He heard a whoosh of water, and then a few moments later a closing door.
Ariel walked into the room with deliberate steps. This was a controlled, disciplined woman; a doctor of computer science. She didn’t do things on a whim. She pulled herself up so that her bottom rested on the kitchen countertop. Her black sheath covered only halfway to her knees.
“Do you think I’m pretty?” she asked. She said the words haltingly, as if she had never asked the question before.
“Of course you are,” said Weber, “especially tonight.”
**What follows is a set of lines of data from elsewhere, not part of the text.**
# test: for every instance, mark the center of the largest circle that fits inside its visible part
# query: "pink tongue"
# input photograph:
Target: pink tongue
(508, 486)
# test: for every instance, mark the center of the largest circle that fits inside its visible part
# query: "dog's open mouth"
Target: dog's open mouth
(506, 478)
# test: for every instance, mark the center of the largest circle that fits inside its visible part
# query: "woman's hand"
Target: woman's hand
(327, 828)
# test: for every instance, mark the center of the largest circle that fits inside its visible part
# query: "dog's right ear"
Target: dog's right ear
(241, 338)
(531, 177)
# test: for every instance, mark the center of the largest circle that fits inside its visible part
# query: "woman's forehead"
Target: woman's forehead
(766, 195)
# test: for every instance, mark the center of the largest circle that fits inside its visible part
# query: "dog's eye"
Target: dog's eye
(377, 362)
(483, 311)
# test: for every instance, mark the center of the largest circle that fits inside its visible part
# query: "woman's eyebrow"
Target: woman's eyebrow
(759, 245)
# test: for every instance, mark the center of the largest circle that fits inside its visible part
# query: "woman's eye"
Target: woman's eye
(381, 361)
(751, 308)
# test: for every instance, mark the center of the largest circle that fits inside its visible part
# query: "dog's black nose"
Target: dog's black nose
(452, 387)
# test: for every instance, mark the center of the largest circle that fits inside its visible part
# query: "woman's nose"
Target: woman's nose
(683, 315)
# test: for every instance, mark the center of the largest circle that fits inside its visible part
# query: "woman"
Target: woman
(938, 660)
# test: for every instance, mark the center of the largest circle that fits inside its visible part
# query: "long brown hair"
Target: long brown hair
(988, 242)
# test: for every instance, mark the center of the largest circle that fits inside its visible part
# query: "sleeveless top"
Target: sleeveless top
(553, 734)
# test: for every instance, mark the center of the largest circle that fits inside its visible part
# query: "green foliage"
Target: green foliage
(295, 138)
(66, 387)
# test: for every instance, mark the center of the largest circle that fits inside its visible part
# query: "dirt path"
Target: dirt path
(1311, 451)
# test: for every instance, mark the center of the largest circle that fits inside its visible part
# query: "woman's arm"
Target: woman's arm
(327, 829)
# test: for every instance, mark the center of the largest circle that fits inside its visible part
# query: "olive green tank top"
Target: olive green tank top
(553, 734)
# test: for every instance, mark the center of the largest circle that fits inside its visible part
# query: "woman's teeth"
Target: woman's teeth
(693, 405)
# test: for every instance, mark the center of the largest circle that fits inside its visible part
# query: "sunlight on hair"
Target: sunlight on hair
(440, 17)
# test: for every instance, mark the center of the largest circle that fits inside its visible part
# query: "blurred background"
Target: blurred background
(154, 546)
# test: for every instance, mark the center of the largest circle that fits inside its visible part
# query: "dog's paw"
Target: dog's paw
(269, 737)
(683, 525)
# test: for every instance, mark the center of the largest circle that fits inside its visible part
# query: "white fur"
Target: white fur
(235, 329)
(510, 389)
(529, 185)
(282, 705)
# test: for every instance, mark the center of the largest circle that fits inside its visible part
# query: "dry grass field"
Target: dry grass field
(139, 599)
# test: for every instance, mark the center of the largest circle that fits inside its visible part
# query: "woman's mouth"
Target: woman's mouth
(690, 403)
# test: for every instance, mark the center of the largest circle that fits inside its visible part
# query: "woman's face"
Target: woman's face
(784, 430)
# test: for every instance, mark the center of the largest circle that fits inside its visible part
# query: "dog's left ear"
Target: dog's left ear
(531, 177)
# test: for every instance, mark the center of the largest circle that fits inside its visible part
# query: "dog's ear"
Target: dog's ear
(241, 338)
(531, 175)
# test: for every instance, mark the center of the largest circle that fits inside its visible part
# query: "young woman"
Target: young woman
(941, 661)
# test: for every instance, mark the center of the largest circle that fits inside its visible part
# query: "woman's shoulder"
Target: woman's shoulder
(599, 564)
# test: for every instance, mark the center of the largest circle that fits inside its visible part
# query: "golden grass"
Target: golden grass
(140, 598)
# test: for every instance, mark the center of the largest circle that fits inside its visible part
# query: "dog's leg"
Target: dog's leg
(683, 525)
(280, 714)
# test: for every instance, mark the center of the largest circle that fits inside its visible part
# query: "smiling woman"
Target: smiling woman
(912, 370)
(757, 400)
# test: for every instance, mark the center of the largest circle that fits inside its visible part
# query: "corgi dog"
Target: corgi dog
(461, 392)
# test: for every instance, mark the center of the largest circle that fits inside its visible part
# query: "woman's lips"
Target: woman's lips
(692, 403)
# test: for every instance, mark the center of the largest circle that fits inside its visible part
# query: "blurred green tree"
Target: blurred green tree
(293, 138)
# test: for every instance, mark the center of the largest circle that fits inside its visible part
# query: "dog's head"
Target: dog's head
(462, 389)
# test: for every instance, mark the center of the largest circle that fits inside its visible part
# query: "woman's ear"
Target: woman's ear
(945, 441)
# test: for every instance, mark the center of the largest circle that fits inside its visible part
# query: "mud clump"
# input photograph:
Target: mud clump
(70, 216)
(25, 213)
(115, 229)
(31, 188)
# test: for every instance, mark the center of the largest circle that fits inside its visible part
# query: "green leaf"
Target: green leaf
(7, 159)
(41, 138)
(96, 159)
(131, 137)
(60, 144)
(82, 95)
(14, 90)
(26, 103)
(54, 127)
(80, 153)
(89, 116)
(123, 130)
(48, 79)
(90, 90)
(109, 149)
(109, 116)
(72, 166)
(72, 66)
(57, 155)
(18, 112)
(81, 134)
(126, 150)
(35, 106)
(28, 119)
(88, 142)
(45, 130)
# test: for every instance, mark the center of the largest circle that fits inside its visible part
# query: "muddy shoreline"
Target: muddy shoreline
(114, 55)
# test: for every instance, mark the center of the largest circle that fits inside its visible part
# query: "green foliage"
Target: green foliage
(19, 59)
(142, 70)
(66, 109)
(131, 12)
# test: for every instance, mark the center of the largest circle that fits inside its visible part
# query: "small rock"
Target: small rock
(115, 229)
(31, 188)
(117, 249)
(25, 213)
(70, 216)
“Do you . . . ?” she began.
“Do I what?”
“Do you want to be with me?” She said it shyly, tentatively.
She took his hand and pulled him toward her. She was clutching something lacey in the other hand.
“Are you sure?” asked Weber. “There are a hundred rules against this.” He looked toward her clutched fist. “What’s that?” he asked.
She opened her hand and her panties fell on the countertop. She had removed them in the bathroom. Her legs parted slightly. She looked at him with desire and pulled on his arm again, but as he paused, wondering, she turned away in momentary embarrassment.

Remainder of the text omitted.